- The training set has 12,000 samples whereas the test set has 4,000 samples. Intuitively either the training set should be weighted x1/3 or the test set should be weighted x3. How do I implement this in Gluon? Is using only 4,000 samples from the training set considered a valid method for “re-weighting data”?
- The textbook says we need to get function f. How do I obtain this function once I’m done training the classifier? Is it some attribute of the net instance?
- It says “Use the scores to compute weights on the training set”. What do you mean by the “scores”? My understanding is that once I have f I can compute \exp(f(x_i)) which is multiplied to
`loss(net(X), y)`

, so why do these “scores” even matter? - According to the textbook it is better to use \min(\exp(f(x_i)),c). What is c?

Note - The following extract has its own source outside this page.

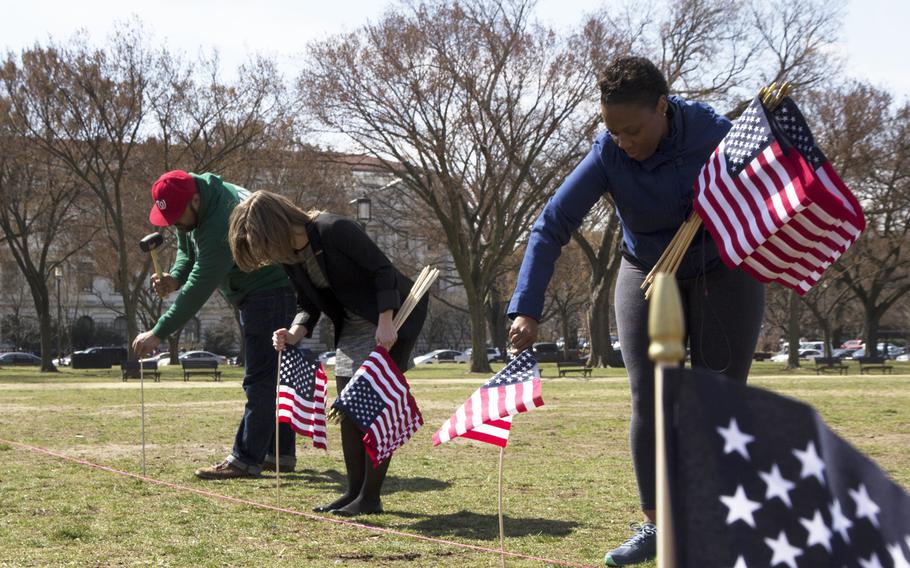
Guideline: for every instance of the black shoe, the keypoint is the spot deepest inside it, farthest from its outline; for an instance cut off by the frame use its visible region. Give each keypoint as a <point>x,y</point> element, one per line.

I’m not totally sure I understand your first question, but for 2, f should simply be the output of your network (so call net(x)), and I believe scores just refer to the outputs f(x_i). For the last question, c is just some constant, which you use because you don’t want the loss function to become unbounded, which could be the case when f(x_i) outputs extremely large values. This could happen as training progresses, as the network gets better at separating the classes.

i think the first question is asking about the hint in part 2, where it says we need to weigh the data before training the binary classifer

The first question was about how to weigh the data so that a sample from the test set matters much more than a sample from the training set, since the training set is thrice the size of the test set. My gut tells me that when I compute `loss(net(X), y)`

I need to multiply this by 3 if `y`

is 1 (i.e. it’s from the test set). Is this the right approach?

Also, for question 4, how do I compute c?

The re-weighting occurs when you train the classifier between the training/test set. From slide 47 in the lecture, we defined the distribution:

r(x,y) = \frac{1}{2}[p(x)\delta(y,1) + q(x)\delta(y,-1)]= \frac{1}{2}p(x)\delta(y,1) + \frac{1}{2}q(x)\delta(y,-1)

where the \frac{1}{2} comes from the assumption that the training and test sets are the same size. If they aren’t the same size, how would you want to re-weight this data distribution?

You can choose c somewhat arbitrarily… but think about what happens when you choose c very large/very small.